Learned a lot. Like boys with frosted tips still exist. And that they're sensitive to constructive criticism.
So I tried to call my phone from his phone and was like, "hey, my name is not in here..I thought you had my number" turns out he has my number saved as "gives good head"
just found the deal breaker
hairy back?
he can't live within 1000 ft of a school
It was her 21st and she had one drink and fell asleep. I hate 90lb girls.
I went to the gas station and the lady goes I remember you. Broken sunglasses and puke on your car.
I just saw that cheerleader from u of arkansas that I hooked up with over spring break on espn. My parents would be so proud.
I wish you could be here to assess my herpes before he gets here.
Haha yeah my head's fine..sorry about the dent in your fridge.
Ugh..Yesterday was a complete alcohol fueled shit show. Not making eye contact with anyone today. Don't deserve it. Eye contact is for decent people.

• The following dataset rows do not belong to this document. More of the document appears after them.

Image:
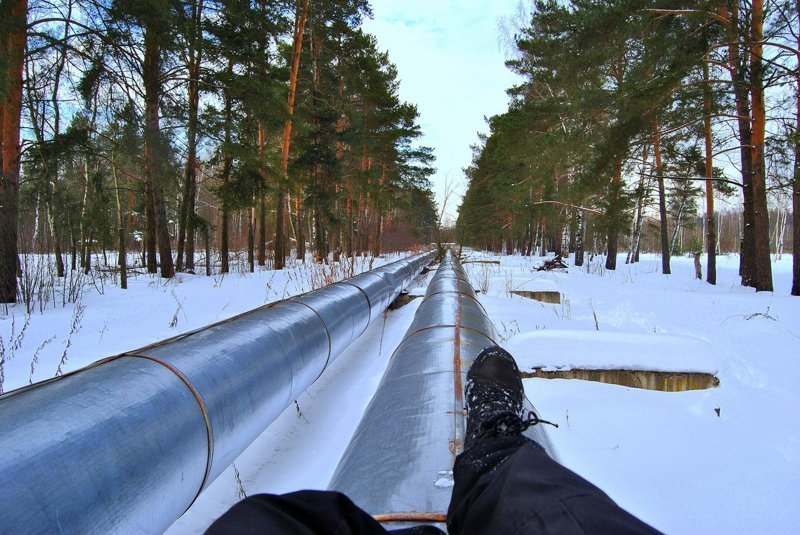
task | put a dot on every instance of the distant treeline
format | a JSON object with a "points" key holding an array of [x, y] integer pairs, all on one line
{"points": [[171, 126], [635, 116]]}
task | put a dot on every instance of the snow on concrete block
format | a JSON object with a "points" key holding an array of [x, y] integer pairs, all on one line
{"points": [[602, 350]]}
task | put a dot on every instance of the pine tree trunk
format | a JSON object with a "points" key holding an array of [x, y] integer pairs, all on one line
{"points": [[224, 251], [711, 234], [662, 199], [122, 259], [151, 78], [10, 114], [301, 15], [150, 230], [742, 98], [207, 243], [262, 229], [579, 239], [762, 264], [186, 217], [262, 198], [251, 239], [227, 167]]}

I know more about this girls vagina than I know about her personality
He's not letting me leave till I cum. I am a hostage to my own vagina
All three of my roommates have their significant others over. We're all hanging out in the living room. It's like I'm the trifecta of third-wheeling
He came inside and met my grandmother after we had sex in the driveway. I love that he has a van.
he just sent me a dick pic, it highly resembled a cheese stick
If those panties could talk.
"Once upon a time, Jenny got chlamydia from a magician. The end."